The true cost of moving fuel, however, is even higher In 2004, during periods of heavy equipment movement, it is estimated that the military used over 4 million gallons of fuel per day in Iraq. This estimate is for both U.S. and coalition forces; however the majority of this fuel is used by the U.S. Army. To meet this need, DOD uses in excess of 5,500 trucks to deliver fuel from Kuwait, Turkey and Jordan. In comparison during World War II, on 24 August 1944 during Operation "Red Ball", Allied Forces used 1.8 Million gallons per day.

The concern extends beyond the Army and West Point, we have noted in earlier posts the report from the Corps of Engineers (pdf file) that discussed this topic. More recently, at the beginning of July the Defense Advanced Research Projects Agency (DARPA) issued a Broad Agency Announcement (BAA) on Biofuel Generation. The overall concern is because the military is currently using around 400,000 bd.

In fiscal 2004, the U.S. military consumed 144.8 million barrels of fuel, spending $6.7 billion, according to the Defense Energy Support Center (DESC). Last year it consumed only 128.3 million barrels, but spent $8.8 billion, as the average price per barrel rose by almost 50% to more than $68. For 2006, DESC estimates the military will need 130.6 mb and pay more than $10 billion for it.

The DoD has largely standardized on jet Fuel (JP-8) as the common fuel for the services, and it occupies more than 70% of the purchase requirements. Jet fuel has two significant relevant requirements in the military specification, one relating to energy content, and one to cold flow characteristics. (Fuel must flow at minus 50 degrees, the temperature at the height at which jet aircraft fly).

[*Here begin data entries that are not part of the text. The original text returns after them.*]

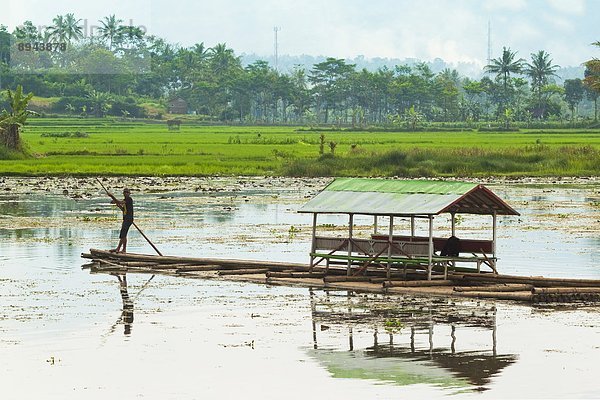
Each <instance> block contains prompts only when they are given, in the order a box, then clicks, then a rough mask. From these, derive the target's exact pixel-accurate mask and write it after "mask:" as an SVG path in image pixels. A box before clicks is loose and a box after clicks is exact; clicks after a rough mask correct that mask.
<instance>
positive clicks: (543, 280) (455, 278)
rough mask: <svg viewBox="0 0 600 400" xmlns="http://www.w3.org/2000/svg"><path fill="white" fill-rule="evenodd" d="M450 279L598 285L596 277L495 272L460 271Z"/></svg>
mask: <svg viewBox="0 0 600 400" xmlns="http://www.w3.org/2000/svg"><path fill="white" fill-rule="evenodd" d="M449 276H450V278H451V279H454V280H460V279H462V280H467V281H478V282H491V283H526V284H530V285H533V286H536V287H538V286H544V287H553V286H569V287H600V280H597V279H567V278H545V277H542V276H515V275H499V274H498V275H497V274H478V273H460V274H456V273H453V274H450V275H449Z"/></svg>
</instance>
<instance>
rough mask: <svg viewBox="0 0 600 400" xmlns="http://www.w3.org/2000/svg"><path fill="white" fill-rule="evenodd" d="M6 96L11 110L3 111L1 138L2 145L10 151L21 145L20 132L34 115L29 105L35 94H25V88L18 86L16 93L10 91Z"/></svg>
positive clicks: (0, 117) (8, 89)
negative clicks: (30, 100) (10, 149)
mask: <svg viewBox="0 0 600 400" xmlns="http://www.w3.org/2000/svg"><path fill="white" fill-rule="evenodd" d="M6 95H7V97H8V106H9V108H10V110H3V111H2V114H0V133H1V135H0V137H1V138H2V144H4V145H5V146H6V147H8V148H9V149H18V148H19V147H20V143H21V140H20V137H19V132H20V130H21V127H22V126H23V125H25V121H27V117H28V116H29V115H30V114H32V112H31V111H30V110H28V109H27V105H28V104H29V100H31V98H32V97H33V93H29V94H23V86H21V85H18V86H17V88H16V89H15V91H12V90H10V89H8V90H7V91H6Z"/></svg>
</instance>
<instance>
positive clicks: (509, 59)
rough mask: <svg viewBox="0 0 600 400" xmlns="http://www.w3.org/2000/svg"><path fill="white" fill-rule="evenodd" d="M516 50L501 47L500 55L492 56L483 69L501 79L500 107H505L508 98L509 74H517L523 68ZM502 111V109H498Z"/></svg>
mask: <svg viewBox="0 0 600 400" xmlns="http://www.w3.org/2000/svg"><path fill="white" fill-rule="evenodd" d="M516 57H517V52H516V51H511V50H510V48H506V47H503V48H502V56H501V57H499V58H494V59H493V60H491V61H490V64H488V65H486V66H485V70H486V71H487V72H490V73H492V74H496V79H500V80H501V81H502V88H503V96H502V99H501V100H502V101H501V103H500V108H505V107H506V106H507V104H508V102H509V100H510V97H511V96H510V89H511V88H510V87H509V84H510V75H511V74H519V73H520V72H521V71H522V70H523V63H524V62H525V60H524V59H522V58H518V59H517V58H516ZM498 111H499V112H504V110H500V109H499V110H498Z"/></svg>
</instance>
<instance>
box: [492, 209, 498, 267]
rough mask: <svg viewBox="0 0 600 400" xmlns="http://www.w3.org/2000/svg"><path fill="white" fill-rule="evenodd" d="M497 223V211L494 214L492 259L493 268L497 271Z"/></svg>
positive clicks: (492, 214) (492, 232) (492, 224)
mask: <svg viewBox="0 0 600 400" xmlns="http://www.w3.org/2000/svg"><path fill="white" fill-rule="evenodd" d="M496 225H497V216H496V211H494V213H493V214H492V260H490V261H491V263H492V265H493V268H492V269H493V270H494V271H496Z"/></svg>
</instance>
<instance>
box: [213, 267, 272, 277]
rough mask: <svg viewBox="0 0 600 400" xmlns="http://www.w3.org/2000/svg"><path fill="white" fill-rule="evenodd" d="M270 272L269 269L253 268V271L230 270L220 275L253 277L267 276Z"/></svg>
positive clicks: (265, 268)
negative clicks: (258, 275)
mask: <svg viewBox="0 0 600 400" xmlns="http://www.w3.org/2000/svg"><path fill="white" fill-rule="evenodd" d="M267 272H269V269H268V268H251V269H230V270H221V271H219V272H218V273H219V275H253V274H266V273H267Z"/></svg>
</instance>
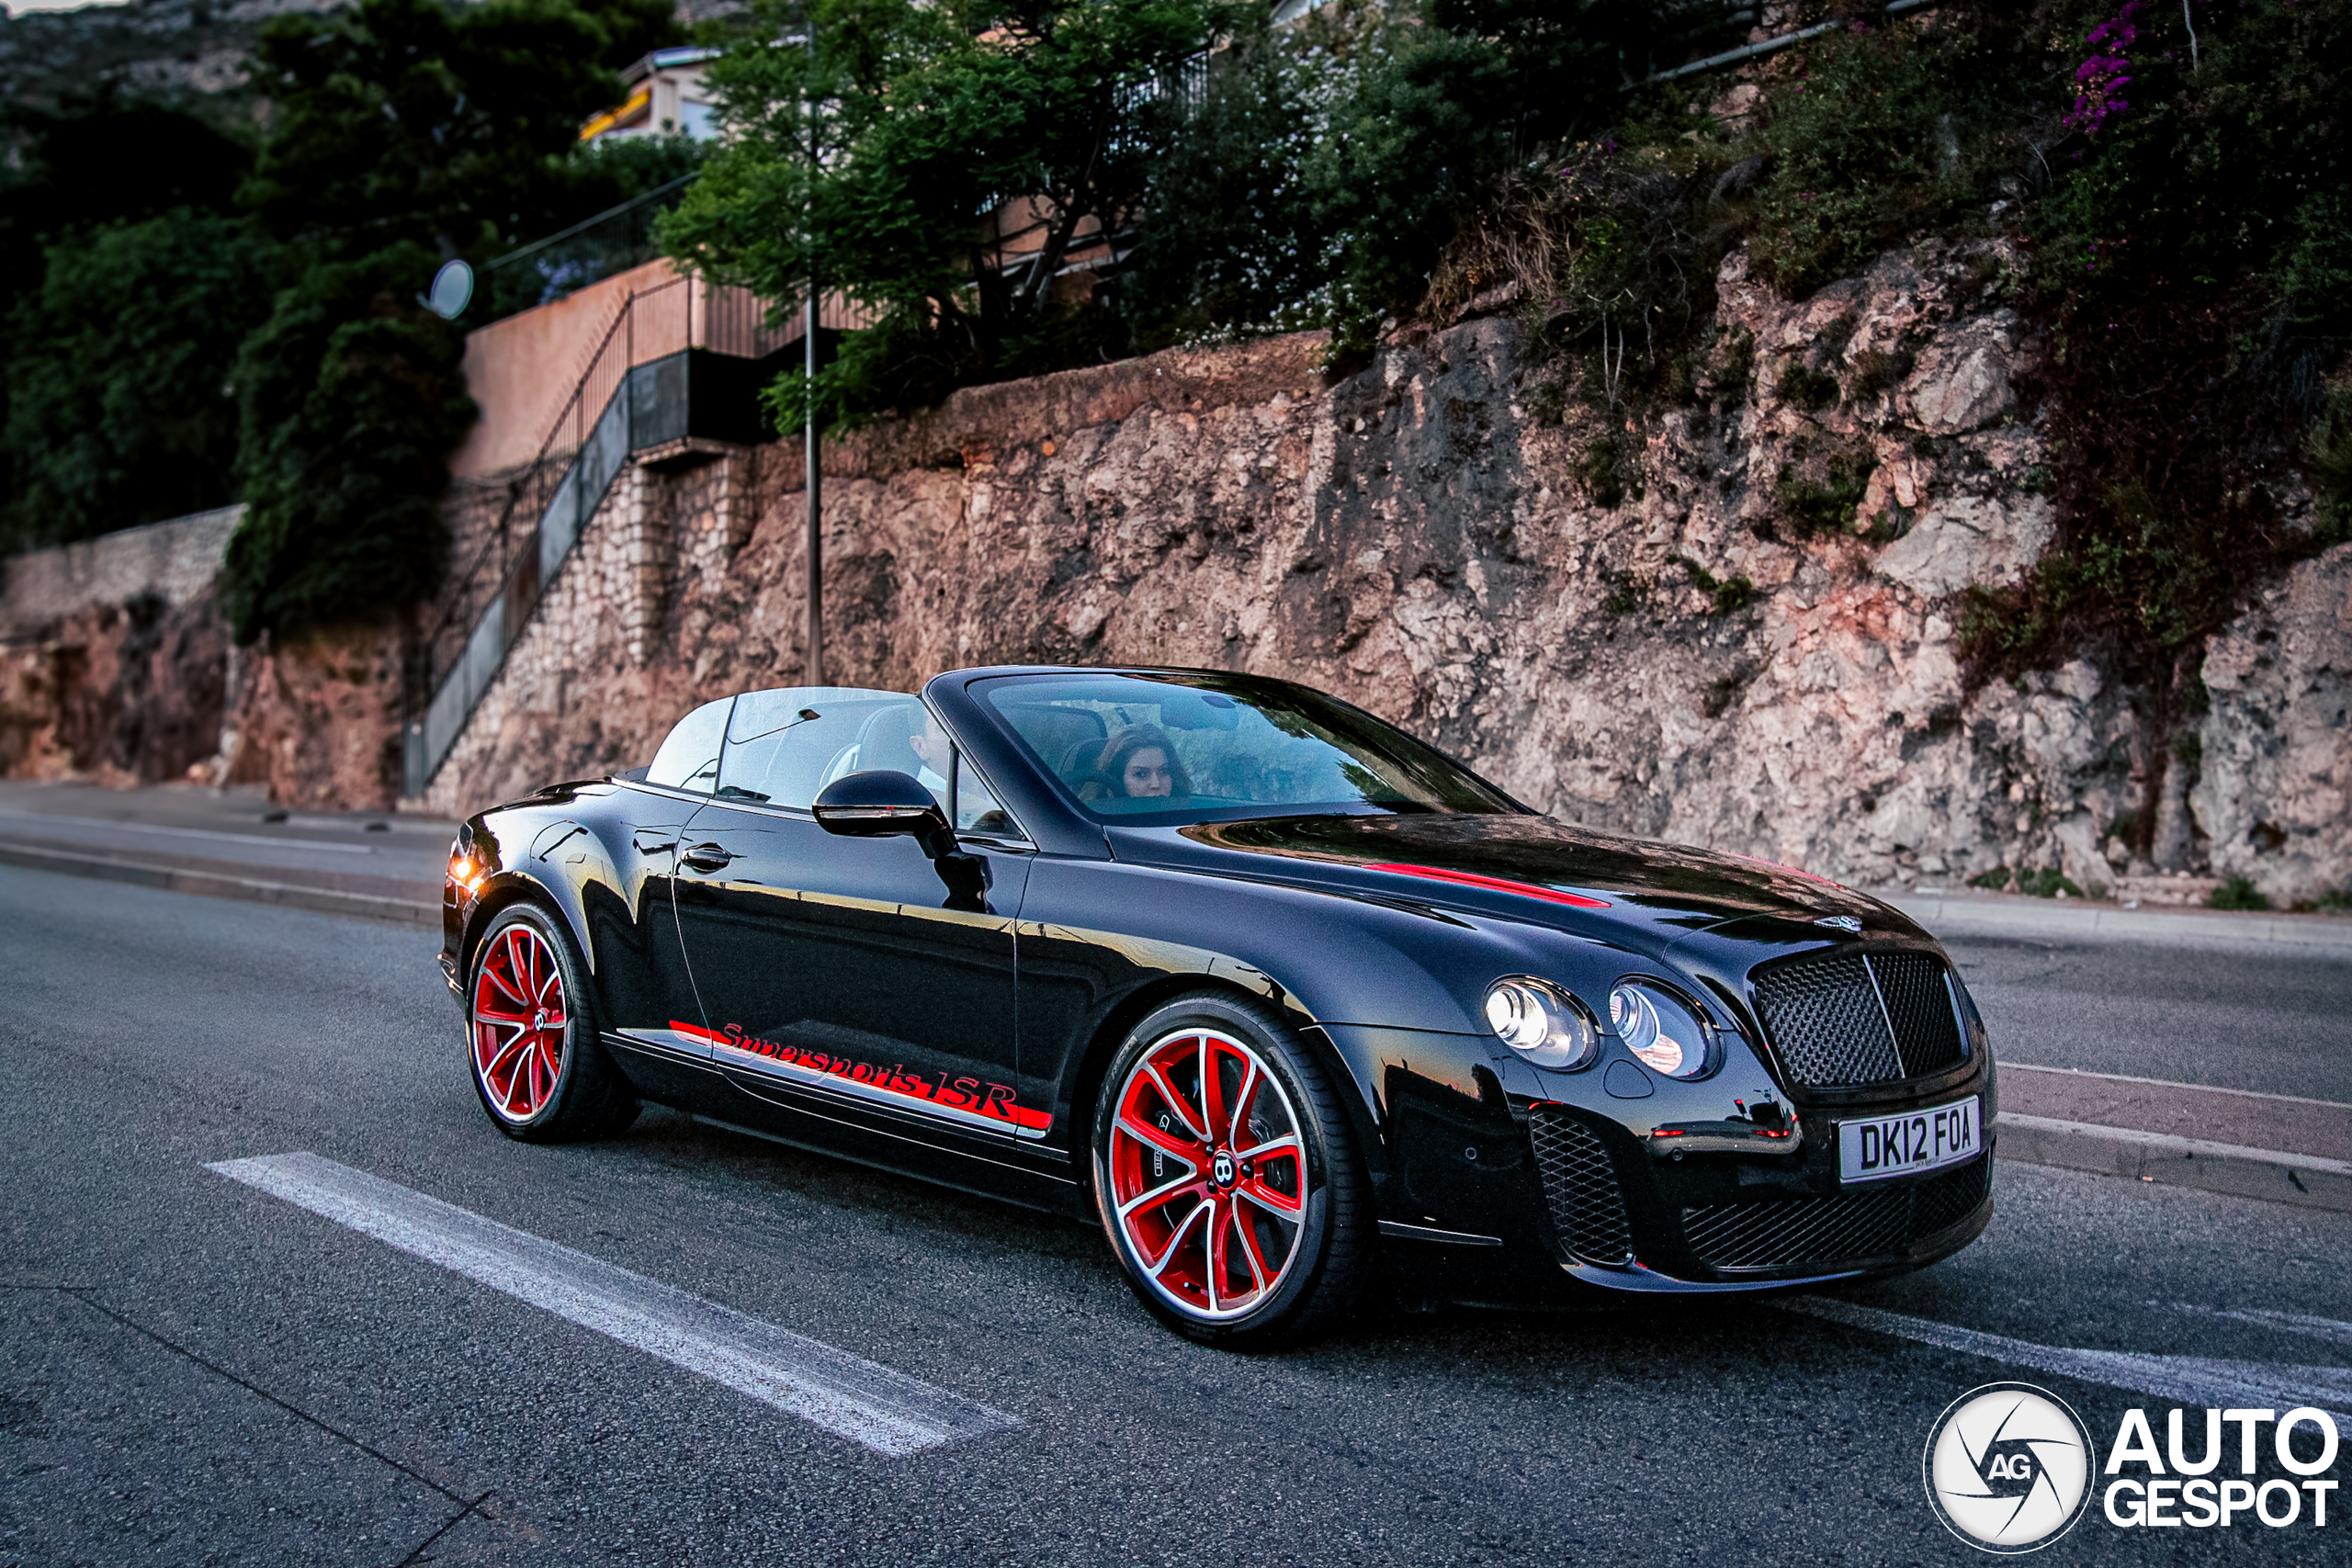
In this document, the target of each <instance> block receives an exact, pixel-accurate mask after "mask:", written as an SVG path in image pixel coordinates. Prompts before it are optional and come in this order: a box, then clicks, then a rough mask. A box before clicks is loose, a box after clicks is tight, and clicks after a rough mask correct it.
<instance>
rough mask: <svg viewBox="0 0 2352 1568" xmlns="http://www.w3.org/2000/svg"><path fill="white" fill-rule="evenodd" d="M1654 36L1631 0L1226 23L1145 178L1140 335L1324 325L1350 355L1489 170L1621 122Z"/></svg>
mask: <svg viewBox="0 0 2352 1568" xmlns="http://www.w3.org/2000/svg"><path fill="white" fill-rule="evenodd" d="M1658 35H1661V31H1658V12H1656V7H1653V5H1649V2H1644V0H1585V2H1581V5H1557V2H1545V0H1428V5H1423V7H1418V9H1416V7H1411V5H1383V2H1381V0H1341V2H1338V5H1329V7H1322V9H1317V12H1312V14H1310V16H1305V19H1301V21H1298V24H1296V26H1289V28H1279V31H1275V28H1268V26H1265V24H1263V21H1258V24H1256V26H1247V28H1240V31H1237V33H1235V35H1232V40H1230V47H1228V49H1223V52H1221V54H1218V59H1216V68H1214V71H1211V78H1209V92H1207V99H1204V103H1202V106H1200V110H1197V113H1195V115H1190V118H1188V122H1185V125H1183V129H1181V132H1178V136H1176V139H1174V146H1171V148H1169V153H1167V158H1162V160H1160V165H1157V167H1155V169H1152V193H1150V200H1148V205H1145V212H1143V221H1141V223H1138V237H1136V254H1134V261H1131V277H1129V280H1127V282H1124V284H1122V308H1124V310H1127V313H1129V320H1131V322H1134V324H1136V336H1138V341H1143V343H1164V341H1176V339H1197V336H1223V334H1232V331H1265V329H1294V327H1331V331H1334V353H1336V355H1338V357H1348V355H1352V353H1359V350H1362V348H1367V346H1369V343H1371V334H1374V329H1376V327H1378V322H1381V317H1383V315H1404V313H1409V310H1411V308H1414V303H1416V301H1418V299H1421V294H1423V287H1425V284H1428V280H1430V270H1432V268H1435V263H1437V259H1439V254H1442V252H1444V247H1446V242H1449V240H1451V237H1454V235H1456V230H1458V228H1461V221H1463V219H1465V216H1468V214H1470V212H1472V209H1475V207H1479V205H1482V202H1486V200H1489V197H1491V195H1494V190H1496V183H1498V179H1503V176H1505V174H1508V172H1512V169H1519V167H1524V165H1526V162H1529V160H1531V158H1536V155H1538V153H1541V150H1543V148H1545V146H1548V143H1552V141H1557V139H1564V136H1571V134H1583V132H1592V129H1597V127H1604V125H1609V122H1611V120H1613V118H1616V115H1621V113H1623V106H1625V99H1623V92H1621V78H1623V71H1625V61H1628V59H1642V56H1644V49H1649V47H1651V40H1656V38H1658Z"/></svg>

Recognizing the need for a new source, DARPA issued this BAA, anticipating that biodiesel (though would be willing to accept a demonstrated alternative) would be a likely source for sustainable economic production of jet fuel. However DARPA also recognizes the factor of cost and so it seeks a process and source that will be both secure, and of sustainable price, into the foreseeable future. They anticipate that this will, for those reasons, be from a biological origin.

To illustrate the need for a new process, rather than existing technology, they used soy bean oil as an example source. The conventional method for turning biodiesel to JP-8 uses the Fischer-Tropsch process. This path has been evaluated by the Government and was found to have an efficiency of between 8 & 15%. Assuming 10% for illustration, means that 10 gallons of soy fuel are required for 1 gallon of JP-8. If soy oil costs $2 a gallon, this give the source fuel cost alone for a gallon of JP-8 to be $20.Further this does not address the potential increase in price of the oil as the need for an additional 160 million gallons a day impacts the market. Neglecting the latter issue, DARPA is first concerned to find a process that will be at least 60% efficient (bringing the fuel stock price down to around $3 a gallon), with the hope that it can be ultimately brought to 90%.

In addition to the technology required to make the conversion (which must be validated to supply DARPA with 100 liters of JP-8 in 18 months), the agency is concerned to ensure that there is a plan in place to provide a sufficiency of fuel at the required price, when needed (the production plan) and a plan must also be in place to commercialize the product and thereby (since DoD only uses around 17% of the national jet fuel need, the rest going to commercial planes) to reduce long-term the cost of the fuel to DoD.

Putting these three different events together it would appear that the military are definitely becoming more concerned to ensure that they are going to be sufficiently mobile into the future. They, rather obviously, are not convinced that the supplies of fuel that they need, are going to be there from conventional sources. It will be interesting to see how fast this "conversion" moves to other agencies.